Les relations entre les " gendarmes " du système
monétaire international s'en trouveraient plus
équilibrées. En s'affirmant comme une
" devise-clé ", l'Euro viendrait contester
l'omniprésence du dollar dans les relations internationales (le dollar
intervient actuellement dans 48 % des transactions commerciales
internationales, alors que les Etats-Unis ne réalisent que 12 % du
commerce mondial).
On observera, tout d'abord, que ce partage plus équilibré des
pouvoirs ne pourra se manifester que très progressivement.
L'Union
devra, en effet, pour parler d'une seule voix, résoudre auparavant un
certain nombre de difficultés d'ordre politique
. Par exemple, seuls
des Etats peuvent être membres du Fonds monétaire international.
L'Union ne pourra donc pas, dans l'immédiat, adhérer au Fonds.
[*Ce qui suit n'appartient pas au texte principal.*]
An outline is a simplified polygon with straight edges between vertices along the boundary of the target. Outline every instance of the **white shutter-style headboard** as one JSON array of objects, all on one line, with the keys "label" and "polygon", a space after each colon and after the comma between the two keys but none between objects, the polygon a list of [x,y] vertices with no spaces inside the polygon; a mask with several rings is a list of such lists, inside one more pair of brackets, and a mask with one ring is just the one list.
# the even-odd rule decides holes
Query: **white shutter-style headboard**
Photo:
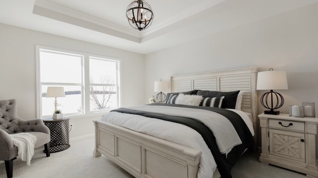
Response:
[{"label": "white shutter-style headboard", "polygon": [[[244,90],[241,110],[252,114],[255,136],[257,133],[256,79],[257,68],[249,67],[170,77],[171,92],[193,89],[219,91]],[[257,137],[254,137],[255,143]]]}]

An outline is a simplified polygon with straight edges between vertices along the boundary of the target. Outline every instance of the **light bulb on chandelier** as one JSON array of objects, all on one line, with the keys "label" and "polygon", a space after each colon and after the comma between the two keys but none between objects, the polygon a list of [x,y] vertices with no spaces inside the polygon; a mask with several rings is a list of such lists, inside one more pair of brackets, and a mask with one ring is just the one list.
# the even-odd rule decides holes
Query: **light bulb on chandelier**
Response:
[{"label": "light bulb on chandelier", "polygon": [[143,0],[132,1],[127,7],[126,16],[130,26],[139,31],[149,27],[154,18],[150,5]]}]

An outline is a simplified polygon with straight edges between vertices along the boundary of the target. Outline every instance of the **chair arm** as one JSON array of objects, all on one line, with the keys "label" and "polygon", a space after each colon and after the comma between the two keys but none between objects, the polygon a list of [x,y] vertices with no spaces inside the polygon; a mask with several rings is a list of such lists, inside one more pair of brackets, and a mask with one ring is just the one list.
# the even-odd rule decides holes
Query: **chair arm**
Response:
[{"label": "chair arm", "polygon": [[14,146],[13,141],[9,134],[0,129],[0,160],[7,160],[9,156],[9,150]]},{"label": "chair arm", "polygon": [[42,119],[21,119],[19,122],[19,126],[22,132],[41,132],[50,134],[50,129],[44,125]]}]

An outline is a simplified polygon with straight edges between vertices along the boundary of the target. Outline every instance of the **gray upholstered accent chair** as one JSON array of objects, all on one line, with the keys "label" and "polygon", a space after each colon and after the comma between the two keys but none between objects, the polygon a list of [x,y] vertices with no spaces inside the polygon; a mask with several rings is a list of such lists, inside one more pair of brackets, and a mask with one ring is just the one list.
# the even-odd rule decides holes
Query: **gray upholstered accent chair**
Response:
[{"label": "gray upholstered accent chair", "polygon": [[18,149],[9,134],[28,132],[35,135],[34,148],[44,145],[47,157],[50,156],[50,130],[42,119],[25,120],[17,115],[15,99],[0,100],[0,160],[4,161],[7,178],[12,177],[13,160]]}]

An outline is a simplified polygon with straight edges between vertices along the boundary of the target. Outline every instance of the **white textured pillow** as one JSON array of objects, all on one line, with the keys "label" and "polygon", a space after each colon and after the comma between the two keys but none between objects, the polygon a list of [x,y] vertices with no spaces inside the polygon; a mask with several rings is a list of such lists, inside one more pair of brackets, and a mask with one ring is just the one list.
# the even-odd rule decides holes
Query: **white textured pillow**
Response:
[{"label": "white textured pillow", "polygon": [[177,104],[198,106],[203,99],[202,96],[180,93],[175,99],[175,103]]},{"label": "white textured pillow", "polygon": [[245,91],[239,91],[237,97],[237,102],[235,104],[235,109],[241,110],[240,107],[242,104],[242,100],[243,99],[243,93]]}]

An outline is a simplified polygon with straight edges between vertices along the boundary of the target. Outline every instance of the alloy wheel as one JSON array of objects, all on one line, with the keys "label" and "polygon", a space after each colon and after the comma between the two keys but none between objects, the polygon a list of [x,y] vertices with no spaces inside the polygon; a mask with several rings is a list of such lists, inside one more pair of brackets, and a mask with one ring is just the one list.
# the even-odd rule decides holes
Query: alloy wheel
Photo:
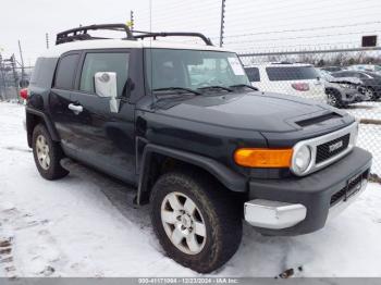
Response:
[{"label": "alloy wheel", "polygon": [[161,203],[161,221],[171,243],[187,255],[199,253],[207,230],[196,203],[182,193],[168,194]]},{"label": "alloy wheel", "polygon": [[42,135],[37,136],[36,140],[36,153],[39,165],[44,170],[48,170],[50,166],[50,153],[49,153],[49,145],[47,139]]}]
La
question se pose également à propos du G7 : l'Union y
sera-t-elle effectivement représentée en tant que telle ?
Ainsi, la réalisation de l'Union et les avantages qui en sont
attendus ne peuvent pas se ramener à une arithmétique
fondée sur le " poids économique de l'Europe "
. En
outre, quelle sera la politique de change de l'Union ? Il apparaît,
comme l'ont confirmé les Quinze en septembre 1997, que le Conseil de
l'Union, qui doit en principe définir les orientations
générales de la politique de change, ne pourra pas faire
prévaloir son point de vue, si celui-ci n'est pas compatible avec
l'objectif de stabilité des prix assigné à la Banque
Centrale Européenne.
Enfin et surtout, il faut bien reconnaître que l'émergence de
relations monétaires internationales plus stables n'est pas le seul
scénario vraisemblable. La compétition entre le dollar et l'Euro
peut très bien déboucher sur une instabilité accrue.
La mission d'information considère que la puissance économique et
commerciale de l'Europe, ainsi que la rigueur de ses politiques
monétaire et budgétaire, ne seront donc pas une condition
suffisante pour assurer la stabilité de l'Euro ni, a fortiori, pour
amener son taux de change face au dollar à un niveau compatible avec le
respect d'une concurrence équitable entre les deux continents.
Un renforcement de la coopération politique entre Etats membres est donc
plus que jamais nécessaire dans le respect des identités
nationales.
Par ailleurs, rappelons que le Traité de Maastricht a
privilégié la recherche d'une convergence nominale,
définie en référence à la stabilité, interne
(absence d'inflation) et externe (stabilité des taux de change), des
monnaies nationales. Or, la suppression des monnaies nationales suppose
également la convergence d'un certain nombre de variables
" réelles " ou " structurelles ", comme le niveau de
développement ou le niveau de productivité atteint par les pays.
Pour s'en convaincre, il suffit de se rappeler que les taux de change
constituent traditionnellement des instruments d'ajustement. Ils permettent
à des productions nationales dont les niveaux de productivité
sont hétérogènes, d'être également
compétitives sur les marchés internationaux : la comparaison des
prix s'effectue par leur intermédiaire. Supprimer les taux de change,
c'est donc mettre en concurrence des producteurs qui sont inégalement
armés, sauf si l'on s'est préalablement préoccupé
de faire converger les conditions dans lesquelles il exercent leurs
activités.
Il est donc nécessaire d'assurer une véritable
égalité de concurrence entre les producteurs.